UNESCO was the first UN agency to develop a customized Priority Gender Equality training programme and to make this training mandatory for all staff as early as November 2005.
UNESCO is also recognized as a model UN agency for creating a gender responsive workplace and for achieving gender parity in its staffing, including at decision-making levels, improving the representation of women at Director and above levels from 9 % in 2004 to 50 % in 2017.
What do we understand by the term: digital gender gap?
The digital gender gap or divide refers to the differences between men and women and between girls and boys in their ability to access and use digital technologies and participate fully in the online world.
Worldwide, women and girls are disproportionately affected by the lack of access to information and communication technologies (ICTs) and lack of digital skills to use them effectively.
What are its causes?
According to research conducted in 2019 (EQUALS Research Group), the digital gender divide generally occurs because of one or more of the following factors:
- Broadband internet infrastructure is not ubiquitous, especially in rural areas.

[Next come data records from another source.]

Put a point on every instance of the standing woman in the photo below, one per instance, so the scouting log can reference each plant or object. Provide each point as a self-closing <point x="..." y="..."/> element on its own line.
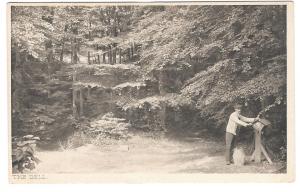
<point x="235" y="119"/>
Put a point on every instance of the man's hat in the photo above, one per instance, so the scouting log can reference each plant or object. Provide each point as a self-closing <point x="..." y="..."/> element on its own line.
<point x="237" y="106"/>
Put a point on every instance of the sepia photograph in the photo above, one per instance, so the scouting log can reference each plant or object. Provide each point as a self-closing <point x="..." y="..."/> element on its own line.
<point x="141" y="92"/>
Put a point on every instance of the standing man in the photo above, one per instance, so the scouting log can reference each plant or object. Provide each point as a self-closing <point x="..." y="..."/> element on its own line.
<point x="235" y="119"/>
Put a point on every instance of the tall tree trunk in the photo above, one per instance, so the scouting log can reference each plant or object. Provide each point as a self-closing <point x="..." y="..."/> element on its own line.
<point x="128" y="54"/>
<point x="81" y="102"/>
<point x="120" y="55"/>
<point x="110" y="55"/>
<point x="72" y="52"/>
<point x="89" y="57"/>
<point x="74" y="107"/>
<point x="62" y="52"/>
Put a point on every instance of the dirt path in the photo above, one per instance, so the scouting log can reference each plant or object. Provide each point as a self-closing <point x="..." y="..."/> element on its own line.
<point x="141" y="155"/>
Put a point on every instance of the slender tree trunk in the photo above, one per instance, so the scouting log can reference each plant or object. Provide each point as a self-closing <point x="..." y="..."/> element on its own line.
<point x="110" y="55"/>
<point x="62" y="52"/>
<point x="81" y="102"/>
<point x="132" y="50"/>
<point x="89" y="58"/>
<point x="120" y="55"/>
<point x="114" y="55"/>
<point x="104" y="54"/>
<point x="72" y="52"/>
<point x="128" y="54"/>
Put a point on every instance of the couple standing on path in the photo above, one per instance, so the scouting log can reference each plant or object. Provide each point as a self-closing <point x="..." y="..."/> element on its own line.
<point x="235" y="119"/>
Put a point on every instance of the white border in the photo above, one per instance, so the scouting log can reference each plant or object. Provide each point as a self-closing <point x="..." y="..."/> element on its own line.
<point x="231" y="187"/>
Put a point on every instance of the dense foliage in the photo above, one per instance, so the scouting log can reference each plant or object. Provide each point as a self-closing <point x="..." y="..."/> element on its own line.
<point x="202" y="58"/>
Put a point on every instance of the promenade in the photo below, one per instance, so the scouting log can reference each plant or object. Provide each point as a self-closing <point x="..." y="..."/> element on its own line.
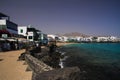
<point x="11" y="68"/>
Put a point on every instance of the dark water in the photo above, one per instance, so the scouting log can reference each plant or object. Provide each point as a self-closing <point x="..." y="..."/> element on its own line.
<point x="97" y="61"/>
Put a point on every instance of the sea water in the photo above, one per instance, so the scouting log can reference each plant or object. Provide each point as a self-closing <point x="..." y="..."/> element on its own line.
<point x="99" y="60"/>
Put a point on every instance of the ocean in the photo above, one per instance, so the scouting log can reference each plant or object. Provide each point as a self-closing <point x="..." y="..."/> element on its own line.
<point x="97" y="61"/>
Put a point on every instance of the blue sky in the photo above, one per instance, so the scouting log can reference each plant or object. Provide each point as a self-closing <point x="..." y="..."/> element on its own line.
<point x="91" y="17"/>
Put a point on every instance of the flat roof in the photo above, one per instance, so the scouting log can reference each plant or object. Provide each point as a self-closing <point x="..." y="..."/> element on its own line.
<point x="3" y="15"/>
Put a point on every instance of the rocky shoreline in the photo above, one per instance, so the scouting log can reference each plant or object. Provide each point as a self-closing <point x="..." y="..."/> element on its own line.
<point x="46" y="65"/>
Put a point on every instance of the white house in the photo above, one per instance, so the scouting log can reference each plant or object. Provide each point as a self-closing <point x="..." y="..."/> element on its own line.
<point x="7" y="28"/>
<point x="22" y="30"/>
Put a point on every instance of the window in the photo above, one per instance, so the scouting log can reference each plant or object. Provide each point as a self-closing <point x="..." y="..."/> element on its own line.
<point x="30" y="37"/>
<point x="2" y="27"/>
<point x="21" y="31"/>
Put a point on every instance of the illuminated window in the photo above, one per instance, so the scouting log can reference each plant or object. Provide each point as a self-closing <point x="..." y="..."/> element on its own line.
<point x="21" y="31"/>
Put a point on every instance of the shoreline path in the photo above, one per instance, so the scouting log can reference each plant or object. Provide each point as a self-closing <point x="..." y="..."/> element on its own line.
<point x="11" y="68"/>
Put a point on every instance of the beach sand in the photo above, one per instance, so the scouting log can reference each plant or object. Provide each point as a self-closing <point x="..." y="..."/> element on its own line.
<point x="11" y="68"/>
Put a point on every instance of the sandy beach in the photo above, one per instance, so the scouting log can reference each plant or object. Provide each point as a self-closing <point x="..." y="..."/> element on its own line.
<point x="11" y="68"/>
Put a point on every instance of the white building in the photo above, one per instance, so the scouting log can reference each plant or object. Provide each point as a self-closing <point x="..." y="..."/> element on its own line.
<point x="22" y="30"/>
<point x="7" y="28"/>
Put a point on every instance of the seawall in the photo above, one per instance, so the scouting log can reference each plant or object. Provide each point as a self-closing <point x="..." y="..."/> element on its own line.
<point x="41" y="71"/>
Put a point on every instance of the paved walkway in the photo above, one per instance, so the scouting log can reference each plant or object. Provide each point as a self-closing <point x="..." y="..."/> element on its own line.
<point x="11" y="69"/>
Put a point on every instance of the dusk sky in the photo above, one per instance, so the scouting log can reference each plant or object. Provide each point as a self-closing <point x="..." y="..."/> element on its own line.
<point x="91" y="17"/>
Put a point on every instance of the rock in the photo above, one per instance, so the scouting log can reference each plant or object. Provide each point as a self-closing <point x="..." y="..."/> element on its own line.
<point x="72" y="73"/>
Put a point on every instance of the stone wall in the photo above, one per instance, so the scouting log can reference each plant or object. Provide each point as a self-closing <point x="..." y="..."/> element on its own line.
<point x="41" y="71"/>
<point x="36" y="65"/>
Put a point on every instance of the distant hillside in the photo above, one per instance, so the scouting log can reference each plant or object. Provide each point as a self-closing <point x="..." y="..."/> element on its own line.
<point x="75" y="34"/>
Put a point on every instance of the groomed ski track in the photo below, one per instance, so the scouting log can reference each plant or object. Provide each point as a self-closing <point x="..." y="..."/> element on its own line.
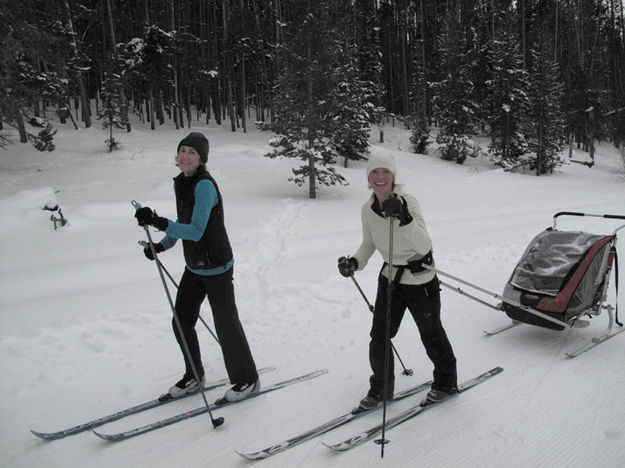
<point x="78" y="342"/>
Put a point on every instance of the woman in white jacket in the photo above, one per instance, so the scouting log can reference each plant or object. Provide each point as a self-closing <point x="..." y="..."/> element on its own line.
<point x="413" y="287"/>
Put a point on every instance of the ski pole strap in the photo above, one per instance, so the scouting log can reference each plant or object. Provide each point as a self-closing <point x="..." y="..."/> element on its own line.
<point x="616" y="285"/>
<point x="415" y="265"/>
<point x="400" y="272"/>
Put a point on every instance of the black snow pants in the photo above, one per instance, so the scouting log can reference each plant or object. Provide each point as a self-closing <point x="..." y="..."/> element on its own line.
<point x="236" y="352"/>
<point x="423" y="302"/>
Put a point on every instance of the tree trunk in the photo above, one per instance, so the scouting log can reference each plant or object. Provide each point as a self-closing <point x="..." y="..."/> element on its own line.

- The cost of IT hardware and software is often prohibitive for women since they generally have less purchasing power and financial independence than men, especially in less developed countries
- Women tend to have lower levels of digital literacy than men and often lack even basic digital skills to use the technologies effectively
- Women tend to be less interested in ICTs and tend to underestimate their benefits and utility. This might be because of their lack of exposure to these technologies, and because relevant content, in accessible languages and formats, is unavailable
- Online threats and cyber violence against women contribute to keeping women away from ICTs
- Social norms, stereotypes and cultural constraints may make it difficult for women to access digital technologies or receive the required training to use them effectively.
How big is it and how is it evolving?
The digital space is becoming more male-dominated, not less so.
Looking at the number of men and women using the Internet worldwide, the International Telecommunications Union (ITU) concluded in 2019 that the digital gender gap is growing. While women were 11 per cent less likely than men to use the Internet in 2013, this has increased to 17 per cent in 2019. Over half the total global female population (52 per cent) is still not using the Internet today.
The digital skills gaps also appear to be growing. Indeed, women are globally less likely to know how to operate a smartphone, navigate the internet, use social media and understand how to safeguard information in digital mediums – abilities that underlie innumerable life and work tasks and are relevant to people of all ages. According to cross-national skills assessments, women in numerous countries are 25 per cent less likely than men to know how to leverage ICTs for basic purposes, such as using simple arithmetic formulas in a spreadsheet. Further along the skills spectrum, the divides grow wider. UNESCO estimates that men are around four times more likely than women to have advanced ICT skills such as the ability to programme computers.
At the frontiers of technology, the gap becomes an ocean: Across G20 countries just 7 per cent of ICT patents are generated by women, and the global average is even lower, at 2 per cent.
Can you talk to us about the ICT gender equality paradox, by which advanced digital skills education is an ‘outlier’ with regards to its association with gender equality?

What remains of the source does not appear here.